Fazekas F, Strasser-Fuchs S, Kollegger H, Berger T, Kristoferitsch W, Schmidt H, Enzinger C, Schiefermeier M, Schwarz C, Kornek B, Reindl M, Huber K, Grass R, Wimmer G, Vass K, Pfeiffer K H, Hartung H P, Schmidt R
Department of Neurology, Karl-Franzens University, Graz, Austria.
Neurology. 2001 Sep 11;57(5):853-7. doi: 10.1212/wnl.57.5.853.
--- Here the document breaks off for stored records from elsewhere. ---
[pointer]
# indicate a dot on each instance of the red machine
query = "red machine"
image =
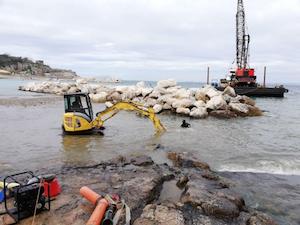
(244, 75)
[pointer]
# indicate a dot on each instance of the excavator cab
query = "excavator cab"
(78, 117)
(79, 103)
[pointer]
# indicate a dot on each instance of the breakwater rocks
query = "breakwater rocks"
(166, 95)
(187, 192)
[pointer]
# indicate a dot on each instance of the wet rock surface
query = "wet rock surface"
(202, 196)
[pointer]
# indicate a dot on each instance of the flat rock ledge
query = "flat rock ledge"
(197, 103)
(204, 197)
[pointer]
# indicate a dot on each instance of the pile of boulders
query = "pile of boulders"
(166, 95)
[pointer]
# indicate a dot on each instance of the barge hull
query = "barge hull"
(277, 92)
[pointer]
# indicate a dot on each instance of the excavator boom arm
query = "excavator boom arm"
(101, 117)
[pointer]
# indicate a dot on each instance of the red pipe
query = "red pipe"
(100, 203)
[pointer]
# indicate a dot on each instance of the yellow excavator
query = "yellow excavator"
(78, 117)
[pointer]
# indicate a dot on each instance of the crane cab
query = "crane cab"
(78, 116)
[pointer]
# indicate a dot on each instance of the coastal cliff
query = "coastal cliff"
(11, 65)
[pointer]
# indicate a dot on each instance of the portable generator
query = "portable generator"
(26, 199)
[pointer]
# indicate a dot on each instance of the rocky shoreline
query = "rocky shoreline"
(204, 196)
(165, 96)
(25, 68)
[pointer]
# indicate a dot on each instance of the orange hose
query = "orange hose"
(98, 213)
(90, 195)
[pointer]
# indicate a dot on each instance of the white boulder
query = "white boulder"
(229, 91)
(182, 93)
(73, 90)
(239, 107)
(115, 96)
(140, 84)
(181, 110)
(199, 112)
(150, 102)
(99, 97)
(166, 83)
(166, 106)
(182, 103)
(199, 104)
(147, 91)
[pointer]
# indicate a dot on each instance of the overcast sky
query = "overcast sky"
(152, 39)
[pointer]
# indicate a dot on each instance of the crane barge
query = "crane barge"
(243, 78)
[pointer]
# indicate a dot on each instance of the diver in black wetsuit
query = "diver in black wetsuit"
(185, 124)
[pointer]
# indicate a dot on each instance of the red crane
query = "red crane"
(243, 75)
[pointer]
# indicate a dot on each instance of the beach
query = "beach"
(32, 140)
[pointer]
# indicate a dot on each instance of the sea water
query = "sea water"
(31, 138)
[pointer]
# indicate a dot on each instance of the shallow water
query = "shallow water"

The apolipoprotein E (APOE) polymorphism is known to impact on various neurologic disorders and has differential effects on the immune system and on CNS repair. Previous findings concerning a possible modulation of the clinical course of MS have been inconsistent, however.
In a cross-sectional study, the authors investigated 374 patients with clinically definite MS and a disease duration of at least 3 years and related their clinical and demographic findings to the allelic polymorphism of the APOE gene. The genotype distribution of patients with MS was compared with a cohort of 389 asymptomatic, randomly selected elderly volunteers.
The authors found no significant differences in the distribution of genotypes between patients with MS and controls. However, patients with MS with the epsilon4 allele (n = 85) had a significantly higher progression index of disability (0.46 +/- 0.4 versus 0.33 +/- 0.26; p < 0.004) and a worse ranked MS severity score (5.1 +/- 1.9 versus 5.7 +/- 1.7; p = 0.05) than their non-epsilon4 counterparts, despite significantly more frequent long-term immunotherapy in epsilon4 carriers (74% versus 58%; p < 0.007). The annual relapse rate in epsilon4 carriers (0.87 +/- 0.56) was significantly higher than in patients with MS without an epsilon4 allele (0.71 +/- 0.47; p = 0.03).
These results suggest no effect of the APOE genotype on susceptibility to MS, but indicate an association of the APOE epsilon4 allele with a more severe course of the disease.